AOF and ABF represent uncommon but fatal complications-if treated conservatively-after TEVAR that may occur during short- and mid-term follow-up. Surgery for AOF/ABF requires early diagnosis and should be performed promptly and in a radical fashion to totally excise all infected tissues in these high-risk patients.

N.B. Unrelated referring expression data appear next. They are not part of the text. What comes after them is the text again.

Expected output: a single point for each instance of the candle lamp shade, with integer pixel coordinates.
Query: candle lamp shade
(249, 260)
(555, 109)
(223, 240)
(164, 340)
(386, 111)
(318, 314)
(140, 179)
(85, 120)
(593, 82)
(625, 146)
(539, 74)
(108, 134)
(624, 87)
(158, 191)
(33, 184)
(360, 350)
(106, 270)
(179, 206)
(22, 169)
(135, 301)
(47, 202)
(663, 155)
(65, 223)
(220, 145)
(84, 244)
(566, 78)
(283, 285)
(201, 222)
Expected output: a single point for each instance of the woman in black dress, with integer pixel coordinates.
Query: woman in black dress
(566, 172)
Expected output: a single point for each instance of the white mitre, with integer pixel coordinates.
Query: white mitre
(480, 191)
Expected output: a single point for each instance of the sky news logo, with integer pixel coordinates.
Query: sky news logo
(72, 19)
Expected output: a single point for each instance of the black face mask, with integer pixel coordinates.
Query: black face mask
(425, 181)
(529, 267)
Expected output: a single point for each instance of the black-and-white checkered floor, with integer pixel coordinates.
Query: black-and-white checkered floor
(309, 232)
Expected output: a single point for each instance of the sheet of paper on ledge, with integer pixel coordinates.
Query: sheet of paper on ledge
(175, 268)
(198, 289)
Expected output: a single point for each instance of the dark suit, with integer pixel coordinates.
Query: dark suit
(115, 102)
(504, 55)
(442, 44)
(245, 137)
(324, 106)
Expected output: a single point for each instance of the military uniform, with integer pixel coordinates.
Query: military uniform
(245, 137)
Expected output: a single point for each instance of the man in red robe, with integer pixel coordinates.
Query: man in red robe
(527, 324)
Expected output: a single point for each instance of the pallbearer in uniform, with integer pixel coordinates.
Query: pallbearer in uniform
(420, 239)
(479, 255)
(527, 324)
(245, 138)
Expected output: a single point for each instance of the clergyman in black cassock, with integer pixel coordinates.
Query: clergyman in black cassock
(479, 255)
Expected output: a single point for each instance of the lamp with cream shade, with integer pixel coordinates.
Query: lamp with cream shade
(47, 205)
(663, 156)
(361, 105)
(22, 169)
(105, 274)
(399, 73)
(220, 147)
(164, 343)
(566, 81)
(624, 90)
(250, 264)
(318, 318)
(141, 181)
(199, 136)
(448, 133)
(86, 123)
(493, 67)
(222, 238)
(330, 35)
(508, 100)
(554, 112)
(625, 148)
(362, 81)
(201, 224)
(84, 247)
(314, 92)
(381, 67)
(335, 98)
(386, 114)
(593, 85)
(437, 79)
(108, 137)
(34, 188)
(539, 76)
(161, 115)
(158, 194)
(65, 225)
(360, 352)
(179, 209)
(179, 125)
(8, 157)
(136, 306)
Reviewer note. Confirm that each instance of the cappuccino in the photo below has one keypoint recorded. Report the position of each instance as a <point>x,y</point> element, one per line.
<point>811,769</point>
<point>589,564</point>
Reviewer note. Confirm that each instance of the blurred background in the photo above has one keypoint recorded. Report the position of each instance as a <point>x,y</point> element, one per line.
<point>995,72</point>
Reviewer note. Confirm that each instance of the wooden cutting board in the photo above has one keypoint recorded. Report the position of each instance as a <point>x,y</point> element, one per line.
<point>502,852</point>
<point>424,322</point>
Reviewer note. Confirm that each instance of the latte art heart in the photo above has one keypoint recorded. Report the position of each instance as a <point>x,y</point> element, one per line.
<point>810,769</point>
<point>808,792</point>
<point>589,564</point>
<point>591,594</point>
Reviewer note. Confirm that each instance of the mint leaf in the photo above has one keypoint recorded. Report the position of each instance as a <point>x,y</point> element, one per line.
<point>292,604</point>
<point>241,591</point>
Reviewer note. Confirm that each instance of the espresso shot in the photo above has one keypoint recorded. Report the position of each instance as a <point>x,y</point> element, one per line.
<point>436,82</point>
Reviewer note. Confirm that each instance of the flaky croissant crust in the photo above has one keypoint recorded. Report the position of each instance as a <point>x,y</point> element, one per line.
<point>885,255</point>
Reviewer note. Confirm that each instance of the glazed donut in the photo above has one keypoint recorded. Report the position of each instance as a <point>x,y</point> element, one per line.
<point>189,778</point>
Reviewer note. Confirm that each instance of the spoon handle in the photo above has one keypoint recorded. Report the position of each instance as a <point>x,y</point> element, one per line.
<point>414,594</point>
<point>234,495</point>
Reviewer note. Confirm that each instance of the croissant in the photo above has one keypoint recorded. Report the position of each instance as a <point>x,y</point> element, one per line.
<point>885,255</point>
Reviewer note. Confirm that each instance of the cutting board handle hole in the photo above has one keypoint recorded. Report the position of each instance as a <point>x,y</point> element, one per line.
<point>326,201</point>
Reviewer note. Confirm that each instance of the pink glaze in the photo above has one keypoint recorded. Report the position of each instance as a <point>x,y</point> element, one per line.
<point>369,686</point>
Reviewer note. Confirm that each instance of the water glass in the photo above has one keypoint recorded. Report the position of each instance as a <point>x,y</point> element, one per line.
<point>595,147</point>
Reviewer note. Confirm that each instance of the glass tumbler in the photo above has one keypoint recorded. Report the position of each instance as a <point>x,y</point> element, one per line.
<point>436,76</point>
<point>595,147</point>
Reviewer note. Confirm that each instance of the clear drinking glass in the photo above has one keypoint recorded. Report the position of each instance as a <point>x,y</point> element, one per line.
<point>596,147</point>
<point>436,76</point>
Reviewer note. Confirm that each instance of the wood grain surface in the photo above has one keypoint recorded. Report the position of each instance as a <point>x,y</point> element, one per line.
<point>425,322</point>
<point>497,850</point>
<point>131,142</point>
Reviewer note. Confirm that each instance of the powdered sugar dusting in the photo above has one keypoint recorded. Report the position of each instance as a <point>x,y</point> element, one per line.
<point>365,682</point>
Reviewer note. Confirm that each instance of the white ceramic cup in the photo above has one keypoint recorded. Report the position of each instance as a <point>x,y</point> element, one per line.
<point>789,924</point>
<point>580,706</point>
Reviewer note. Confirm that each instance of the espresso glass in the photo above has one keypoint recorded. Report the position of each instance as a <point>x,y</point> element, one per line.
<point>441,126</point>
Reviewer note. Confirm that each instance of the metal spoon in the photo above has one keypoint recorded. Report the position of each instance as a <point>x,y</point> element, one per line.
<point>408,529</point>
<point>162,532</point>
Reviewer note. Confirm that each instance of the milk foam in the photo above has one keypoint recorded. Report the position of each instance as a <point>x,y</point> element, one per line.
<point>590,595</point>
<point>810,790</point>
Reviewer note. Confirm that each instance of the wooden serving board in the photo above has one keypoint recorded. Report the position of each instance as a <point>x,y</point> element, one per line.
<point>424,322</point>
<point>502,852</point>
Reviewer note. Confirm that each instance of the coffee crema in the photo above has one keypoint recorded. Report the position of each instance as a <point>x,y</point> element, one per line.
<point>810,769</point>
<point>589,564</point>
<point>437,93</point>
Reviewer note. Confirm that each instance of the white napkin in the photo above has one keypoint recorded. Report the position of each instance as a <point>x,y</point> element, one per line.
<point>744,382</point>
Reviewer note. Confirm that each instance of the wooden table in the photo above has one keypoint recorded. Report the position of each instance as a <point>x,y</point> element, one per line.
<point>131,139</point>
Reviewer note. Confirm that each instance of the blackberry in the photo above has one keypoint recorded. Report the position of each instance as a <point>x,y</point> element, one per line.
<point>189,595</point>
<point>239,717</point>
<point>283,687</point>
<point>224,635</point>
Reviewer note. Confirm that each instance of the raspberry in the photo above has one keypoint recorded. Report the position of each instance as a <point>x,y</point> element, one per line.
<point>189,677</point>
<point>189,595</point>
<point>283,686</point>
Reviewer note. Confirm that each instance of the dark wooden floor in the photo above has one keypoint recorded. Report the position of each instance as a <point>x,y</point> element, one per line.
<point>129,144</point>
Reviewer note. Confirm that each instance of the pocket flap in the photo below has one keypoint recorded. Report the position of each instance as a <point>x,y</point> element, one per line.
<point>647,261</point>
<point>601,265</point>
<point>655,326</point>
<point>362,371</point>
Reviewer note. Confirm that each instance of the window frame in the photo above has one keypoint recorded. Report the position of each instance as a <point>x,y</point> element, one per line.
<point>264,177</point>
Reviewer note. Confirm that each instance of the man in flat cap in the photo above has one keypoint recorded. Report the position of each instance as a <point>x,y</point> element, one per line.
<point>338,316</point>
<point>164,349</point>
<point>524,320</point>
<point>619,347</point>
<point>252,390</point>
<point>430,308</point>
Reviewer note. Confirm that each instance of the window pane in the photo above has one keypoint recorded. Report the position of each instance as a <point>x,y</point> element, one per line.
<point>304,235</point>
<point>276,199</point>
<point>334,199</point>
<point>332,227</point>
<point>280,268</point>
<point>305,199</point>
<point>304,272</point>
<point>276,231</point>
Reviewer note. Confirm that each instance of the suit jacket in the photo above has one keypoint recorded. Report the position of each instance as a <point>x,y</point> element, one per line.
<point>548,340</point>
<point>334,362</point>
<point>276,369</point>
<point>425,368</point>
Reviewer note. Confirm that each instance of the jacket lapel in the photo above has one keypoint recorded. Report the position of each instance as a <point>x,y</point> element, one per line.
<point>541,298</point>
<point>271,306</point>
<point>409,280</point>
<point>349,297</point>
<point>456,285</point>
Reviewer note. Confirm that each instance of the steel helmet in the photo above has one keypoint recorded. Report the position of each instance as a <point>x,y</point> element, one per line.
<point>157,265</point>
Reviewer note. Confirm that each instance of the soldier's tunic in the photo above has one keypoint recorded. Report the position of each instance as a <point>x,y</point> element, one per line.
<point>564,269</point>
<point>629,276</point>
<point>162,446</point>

胸主动脉腔内修复术(TEVAR)后的严重并发症,如继发性主动脉食管瘘(AOF)或主动脉支气管瘘(ABF),很可能未得到充分报告;然而,一旦发现,紧急手术就变得必要。
在2002年6月至2013年9月期间,374例患者中有10例(2.6%)(8例男性;平均年龄68岁,范围:49 - 77岁)在随访期间(平均12.9个月,范围0.2 - 48.1个月)因TEVAR术后出现AOF(n = 8)或ABF(n = 2)入院。相应的石丸着陆区为0区(n = 1)、2区(n = 3)、3区(n = 4)和4区(n = 2)。TEVAR与AOF/ABF形成之间的中位间隔为18.1个月(范围0.1 - 65.1个月)。入院时的症状包括呕血(n = 4)、咯血(n = 2)、黑便(n = 1)、C反应蛋白升高(n = 10)、新发发热(n = 3)、血培养阳性(n = 8)、吞咽困难(n = 1)、胸痛(n = 4)、既往晕厥(n = 1)和眩晕(n = 1)。在6例AOF患者中,移除覆膜支架需要升主动脉置换(n = 1)、主动脉弓置换(n = 1)、左半弓置换(n = 2)和降主动脉置换(n = 6),同时进行食管切除术(n = 4)和颈部食管造口术(n = 1)或食管修复(n = 2);另1例AOF患者作为一期手术,通过后外侧开胸进行食管切除术和颈部食管造口术,未移除覆膜支架。1例ABF患者接受了覆膜支架移除、主动脉弓和降主动脉置换并联合支气管修复。2例患者被认为无法手术,接受了保守治疗。
所有患者均存活了手术。4例(50%,95%置信区间[CI][22, 78])患者因术后纵隔炎、出血、心包填塞和伤口感染需要再次手术。院内死亡率为25%(n = 2;95% CI[7, 59]),原因是纵隔炎导致多器官功能衰竭(n = 1)和主动脉破裂伴失血性休克(n = 1)。1例患者在术后第158天因不明原因死亡。术后未发生神经并发症。术后并发症包括急性肾衰竭且需临时依赖血液透析(n = 2)和呼吸功能不全(n = 4),其中2例需要经皮气管切开术。2例接受保守治疗的患者分别在4天和81天后因肺出血和暴发性纵隔炎死亡。
AOF和ABF是TEVAR术后不常见但致命的并发症——如果保守治疗——可能发生在短期和中期随访期间。AOF/ABF的手术需要早期诊断,应迅速且彻底地进行,以完全切除这些高危患者的所有感染组织。